La porte de la taverne s'entrouvre et une tête rousse apparaît : "il paraît que vous voudriez me connaître un peu mieux....bien... alors je peux vous raconter mes débuts dans la vie ou du moins ce dont je me souviens...."
Spicy s'installe en face de ses interlocuteurs et ferme les yeux, elle se rappelle :
-« Chut, Spicy, pas un bruit….Ne bouges pas, reste cachée là…. »
Ces mots murmurés hâtivement dans mon oreille je les ai entendus tellement souvent toutes les nuits qui ont suivies, ils résonnent encore parfois dans mes rêves…
Ce visage grave, buriné, creusé par l’âge et les responsabilités, ces fils d’argent dans une barbe fournie, ce regard anxieux : est ce mon père ?
Cette flamboyante chevelure, ces yeux doux qui me scrutent et m’encouragent, cette voix inquiète : est ce ma mère ?
Ces visages s’estompent avec le temps qui passe, et plus j’essaie de les retenir plus ils me fuient…
Cette petite fille apeurée, qui pleure et dont les larmes gèlent instantanément sur son visage, c’est bien moi.
Pourquoi ne sont ils jamais revenus, qu’est il advenu d’eux, le saurais je un jour ?
Ce monde m’est hostile, ces contrées glacées et sauvages se dressent contre moi.
J’ai faim, j’ai froid, j’ai peur. Mais l’instinct de survie est le plus fort : la neige fond dans ma bouche, et je mâche les rares plantes que je trouve. C’est amer et cela me rend malade souvent mais j’apprends vite et bientôt je sais trouver les nids et les œufs nécessaires à ma survie.
Est ce ma solide constitution ou la rage de m’en sortir, la chance peut être ? Je traverse ces mois, ces années en m’adaptant à mon environnement ; je croise souvent des cadavres (restes de combat violents) et je récupère ma première arme auprès de l’un d’eux. D’instinct je sais où trouver des proies pour améliorer mon ordinaire, don transmis par mes ancêtres peut être ?
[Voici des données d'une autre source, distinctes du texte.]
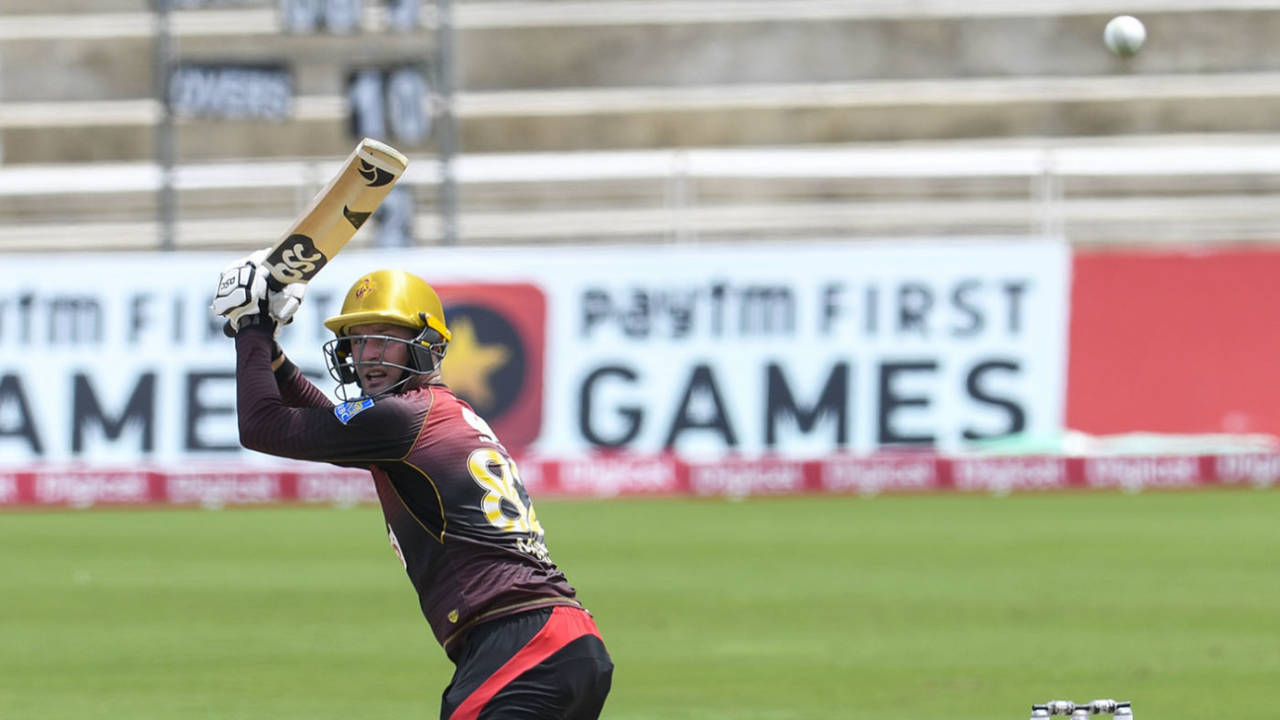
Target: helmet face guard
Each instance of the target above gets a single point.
(391, 297)
(425, 351)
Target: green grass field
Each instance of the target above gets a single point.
(804, 607)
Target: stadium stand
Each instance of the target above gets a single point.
(676, 121)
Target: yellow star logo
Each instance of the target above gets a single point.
(469, 364)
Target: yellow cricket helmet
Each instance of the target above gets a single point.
(391, 296)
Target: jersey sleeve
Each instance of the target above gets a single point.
(268, 424)
(296, 390)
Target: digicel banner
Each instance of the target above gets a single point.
(798, 350)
Je continue à me méfier de tout et de tous le monde, deux jambes, quatre pattes, la nature est cruelle et les hommes avides. Ma vie se bâtit sur une soif de liberté que je cherche à préserver mais cette solitude est parfois pesante. Au cours d’une de ces traques je m’enfonce dans une caverne à l’écart, c’est chaud et ça sent très fort, une bête habite ici certainement ! Un ronronnement grave se fait entendre et des gémissements plaintifs, tout près, encore plus près …. Je lève mon fusil prête à défendre ma vie : je les voie au fond dans l’ombre dans un recoin, une masse énorme et sanguinolente couchée sur le flanc, à ses côtés un tas de poils qui s’agite.
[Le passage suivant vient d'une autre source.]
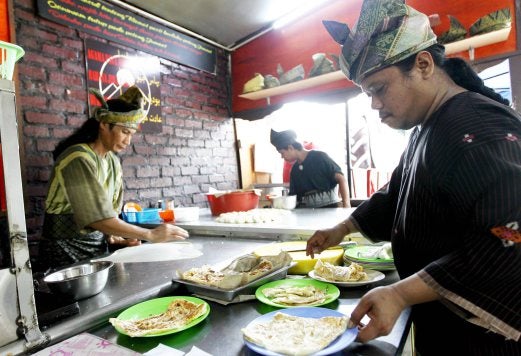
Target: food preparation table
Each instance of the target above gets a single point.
(219, 334)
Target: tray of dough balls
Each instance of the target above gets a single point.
(241, 277)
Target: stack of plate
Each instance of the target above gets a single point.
(357, 253)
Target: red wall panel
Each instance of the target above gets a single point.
(4, 21)
(297, 42)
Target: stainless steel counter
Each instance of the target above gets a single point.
(219, 334)
(296, 224)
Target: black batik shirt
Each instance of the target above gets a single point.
(453, 210)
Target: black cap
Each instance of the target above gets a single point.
(282, 139)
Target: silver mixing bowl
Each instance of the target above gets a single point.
(80, 281)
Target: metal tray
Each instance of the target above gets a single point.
(229, 294)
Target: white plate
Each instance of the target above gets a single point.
(372, 276)
(337, 345)
(154, 252)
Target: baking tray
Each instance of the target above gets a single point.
(229, 294)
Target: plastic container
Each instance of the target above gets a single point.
(9, 55)
(167, 215)
(186, 214)
(148, 215)
(234, 201)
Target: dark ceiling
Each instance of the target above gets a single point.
(228, 23)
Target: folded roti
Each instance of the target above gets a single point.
(292, 295)
(179, 313)
(293, 335)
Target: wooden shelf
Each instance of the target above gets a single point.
(299, 85)
(468, 44)
(477, 41)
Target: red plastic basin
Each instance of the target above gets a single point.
(234, 201)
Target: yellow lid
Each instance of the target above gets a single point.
(305, 263)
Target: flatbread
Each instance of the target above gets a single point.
(239, 272)
(352, 273)
(291, 295)
(293, 335)
(179, 313)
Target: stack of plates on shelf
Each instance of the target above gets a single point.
(375, 257)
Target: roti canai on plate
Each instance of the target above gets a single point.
(241, 271)
(293, 335)
(352, 273)
(293, 295)
(179, 313)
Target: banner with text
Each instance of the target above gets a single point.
(112, 70)
(122, 26)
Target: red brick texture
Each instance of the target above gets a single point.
(195, 150)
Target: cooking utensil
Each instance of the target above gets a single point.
(233, 201)
(81, 281)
L’ourse est blessée, mortellement sans doute. Elle grogne et respire par à coups, le petit se frotte à elle, la mordille, cherche à retenir cette vie qui s’en va. Dans ses yeux une dernière lueur qui vacille et s’éteint. Je protège mon avant bras d’un morceau d’étoffe et attrape son rejeton qui ne se laisse pas faire volontiers.
_ « Orphelin, toi aussi, je connais cela, vient n’est pas peur » ces mots s’échappent de ma bouche.
La boule de poils me renifle sous toutes les coutures, et je fais connaissance avec ses pattes agiles et ses griffes pointues, peu importe je la serre contre moi et l’emporte. Nous ne serons plus seuls…
Spicy ré-ouvre les paupières, regarde en face ses auditeurs ....
-"Voilà ce que je peux vous dire aujourd'hui, mais cela est toujours douloureux pour moi d'évoquer le passé. Une autre fois je vous raconterais des aventures plus joyeuses, mais maintenant je m'en voudrais de partir sans remercier Opalina et Khassys, qui depuis notre rencontre déjà ancienne m'ont été d'une grande aide et ont fait preuve à mon égard d'une extrême générosité puisque c'est grâce à eux que je suis parmi vous aujourd'hui.
Spicy se lève, s'incline et sort en laissant sa chopine vide sur la table.